Before There Is a Woman There Was a Girl: The Hard But Real Road to Empowerment

Before there is a woman there was a girl. In India, girls have to be eighteen before they can be married; but up to fifty percent of girls are forced by tremendous pressure to marry earlier. India’s constitution mandates education for all children until the age of fourteen; but two years later, at the end of Class 10, only thirty percent of girls are still in school. India is supposedly making tremendous economic gains; but only forty percent of women work for pay.

I learn these facts from Anusha Bharadwaj, the Executive Director of Voice 4 Girls in Hyderabad (full disclosure: she’s my niece), and Sharanya Nandini Gautam, the organization’s Development and Communications Officer. I am at the offices of Voice 4 Girls to visit my niece, and to see the other side of the story—that is, the other side of the litany of rapes and sexualized objectification that has become the story of Indian women. Since I blogged about the dark, sexist underbelly of Indian society recently (see “Full Spectrum Sexism” below), I feel obliged also to acknowledge the flip side—that across India there are many organizations like Voice 4 Girls, led by women, that successfully bring positive change into the lives of girls and women.

Voice 4 Girls—you can visit its website here: and see videos about it here:—works in the states of Telangana and Andhra Pradesh. It runs holiday camps and year-long programs for adolescent girls who are mostly from urban and rural government schools maintained by the Tribal Welfare and Social Welfare Departments. The girls come from difficult social circumstances; they are largely from Scheduled Caste, Backward Caste and Scheduled Tribe low-income backgrounds. Voice 4 Girls empowers the girls by teaching them practical skills (spoken English, hygiene) alongside critical knowledge and life skills (elementary facts about their rights as citizens of India, strategies to recognize and deal with abuse). This curriculum, a judicious mix of the practical and the interventionist, is designed to be attractive to the girls as well as their parents.

What exactly is the change Voice 4 Girls has wrought? It is hard to quantify, but there are the wonderful stories that Sharanya shares with me—stories about girls like enterprising Manasa who has involved herself in a sustained way with the different programs of Voice 4 Girls, become a Sakhi (or student leader in her school), and even written a book! There are about 4000 such Sakhis. And over the four years of its existence, Voice 4 Girls has reached over 14000 girls through its camps and 55000 girls indirectly through its Sakhi program. Another 8000 girls will go through the summer camps this year. How can these numbers not be change of a kind, of the right kind?

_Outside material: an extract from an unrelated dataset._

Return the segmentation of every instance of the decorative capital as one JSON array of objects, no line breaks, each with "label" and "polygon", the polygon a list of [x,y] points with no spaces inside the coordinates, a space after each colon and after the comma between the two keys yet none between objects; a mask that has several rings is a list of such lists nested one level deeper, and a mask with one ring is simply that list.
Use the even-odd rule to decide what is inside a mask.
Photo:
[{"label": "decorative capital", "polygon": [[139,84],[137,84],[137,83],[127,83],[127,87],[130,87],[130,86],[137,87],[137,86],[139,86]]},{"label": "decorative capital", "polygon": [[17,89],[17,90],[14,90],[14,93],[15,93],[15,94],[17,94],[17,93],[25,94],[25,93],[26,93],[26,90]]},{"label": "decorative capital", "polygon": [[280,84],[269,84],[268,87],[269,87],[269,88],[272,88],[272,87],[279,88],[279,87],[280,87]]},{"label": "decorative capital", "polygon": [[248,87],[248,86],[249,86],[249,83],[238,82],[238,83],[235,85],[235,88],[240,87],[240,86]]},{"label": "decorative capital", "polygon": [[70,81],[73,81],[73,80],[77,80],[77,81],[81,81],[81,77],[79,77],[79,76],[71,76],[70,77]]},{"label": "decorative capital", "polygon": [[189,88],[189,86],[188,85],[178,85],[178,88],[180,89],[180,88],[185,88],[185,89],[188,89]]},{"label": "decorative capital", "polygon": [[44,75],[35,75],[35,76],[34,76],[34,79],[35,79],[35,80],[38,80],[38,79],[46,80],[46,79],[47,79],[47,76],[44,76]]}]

As it happens, my visit to Voice 4 Girls ends with a lively discussion of the Vogue “My Choice” ad starring Deepika Padukone. That ad has come in for so much recent commentary about whether it really empowers women that I am determined to say nothing about it here beyond registering my opinion that it is less than what it seems. Whatever you yourself think of that ad, spare a thought too—and perhaps even a few bucks—for Voice 4 Girls and organizations like it. They may not be as glamorous as Deepika Padukone but they (too) walk the hard road to empowering women and the girls who become women.